Samgyeopsal Full Wrap Set Kr
Prep Time
15 min
Cook Time
20 min
Total Time
35 min
Servings
2
Ingredients
0 of 10 ready
Step-by-Step Instructions
- 1
Pat pork belly dry and season with black pepper and a drizzle of sesame oil.
- 2
Heat a non‑stick skillet over medium‑high heat and grill pork belly slices until crisp, about 3‑4 minutes per side.
- 3
While pork cooks, arrange lettuce leaves, cucumber slices, and radish kimchi on a plate.
- 4
Mix minced garlic, green onion, ssamjang, and optional sweetener in a small bowl to create a low‑glycemic dipping sauce.
- 5
Assemble each wrap: place a piece of grilled pork on a lettuce leaf, add cucumber, kimchi, and a dab of sauce, then fold and enjoy.
- 6
Serve immediately and enjoy the balanced low‑carb, high‑protein meal.
*Pro Tips
- 1
Use extra‑large lettuce leaves to hold more filling without needing tortillas, keeping carbs low.
- 2
Trim visible fat from pork belly if desired to reduce saturated fat intake.
Why It's Diabetic-Friendly
The recipe focuses on protein‑rich pork and fiber‑rich vegetables, while avoiding high‑glycemic carbs and sugary sauces.
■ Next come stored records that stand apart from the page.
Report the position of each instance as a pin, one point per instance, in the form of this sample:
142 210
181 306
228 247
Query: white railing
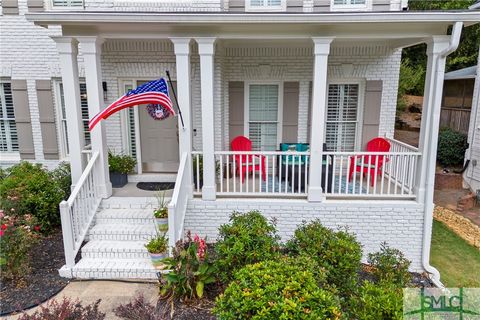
370 174
78 211
178 205
257 173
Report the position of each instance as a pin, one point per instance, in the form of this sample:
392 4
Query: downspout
428 201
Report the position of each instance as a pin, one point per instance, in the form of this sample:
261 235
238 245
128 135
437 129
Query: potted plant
161 212
120 166
157 248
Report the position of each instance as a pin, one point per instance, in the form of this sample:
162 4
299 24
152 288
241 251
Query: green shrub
390 265
159 244
451 147
30 189
278 289
247 239
377 301
191 269
63 178
338 252
121 163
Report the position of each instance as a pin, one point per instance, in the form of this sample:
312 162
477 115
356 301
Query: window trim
10 155
351 7
360 109
246 110
62 143
280 8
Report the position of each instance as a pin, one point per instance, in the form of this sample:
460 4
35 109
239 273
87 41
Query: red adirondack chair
245 162
371 164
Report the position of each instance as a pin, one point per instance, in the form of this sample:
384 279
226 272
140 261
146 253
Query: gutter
429 206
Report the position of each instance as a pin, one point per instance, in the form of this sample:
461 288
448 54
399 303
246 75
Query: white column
68 50
91 50
431 117
182 54
206 50
317 123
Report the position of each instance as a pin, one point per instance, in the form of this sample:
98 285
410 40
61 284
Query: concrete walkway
112 294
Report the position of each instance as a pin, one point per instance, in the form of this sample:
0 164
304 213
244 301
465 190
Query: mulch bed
41 283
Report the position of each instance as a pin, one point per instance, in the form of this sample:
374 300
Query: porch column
182 54
68 50
91 50
431 117
206 50
317 132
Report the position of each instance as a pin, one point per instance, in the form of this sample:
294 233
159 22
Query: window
263 116
345 5
8 128
63 117
342 117
265 5
67 3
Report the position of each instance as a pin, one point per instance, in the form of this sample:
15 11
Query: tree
414 59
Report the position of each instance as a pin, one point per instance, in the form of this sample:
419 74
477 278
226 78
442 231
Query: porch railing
178 205
382 175
78 211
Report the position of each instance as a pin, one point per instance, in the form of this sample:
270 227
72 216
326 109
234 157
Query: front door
158 142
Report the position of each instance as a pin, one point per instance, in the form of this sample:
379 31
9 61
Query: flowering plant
191 269
17 235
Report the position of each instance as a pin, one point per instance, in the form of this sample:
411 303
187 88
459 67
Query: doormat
156 186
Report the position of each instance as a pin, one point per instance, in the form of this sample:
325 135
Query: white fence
78 211
178 205
382 175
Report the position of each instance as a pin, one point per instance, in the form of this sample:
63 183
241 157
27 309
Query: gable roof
465 73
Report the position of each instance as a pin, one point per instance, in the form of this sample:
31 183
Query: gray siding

Lettuce wraps keep the net carbs under 5 g per serving, making it suitable for blood‑glucose control.
⚠️ This recipe is AI-generated and screened for general diabetic suitability. It is not medical advice and has not been individually reviewed by a clinician. Ingredient choices and portion sizes affect blood glucose differently for each person — confirm with your doctor or registered dietitian before relying on it, especially if you take insulin or other glucose-lowering medication.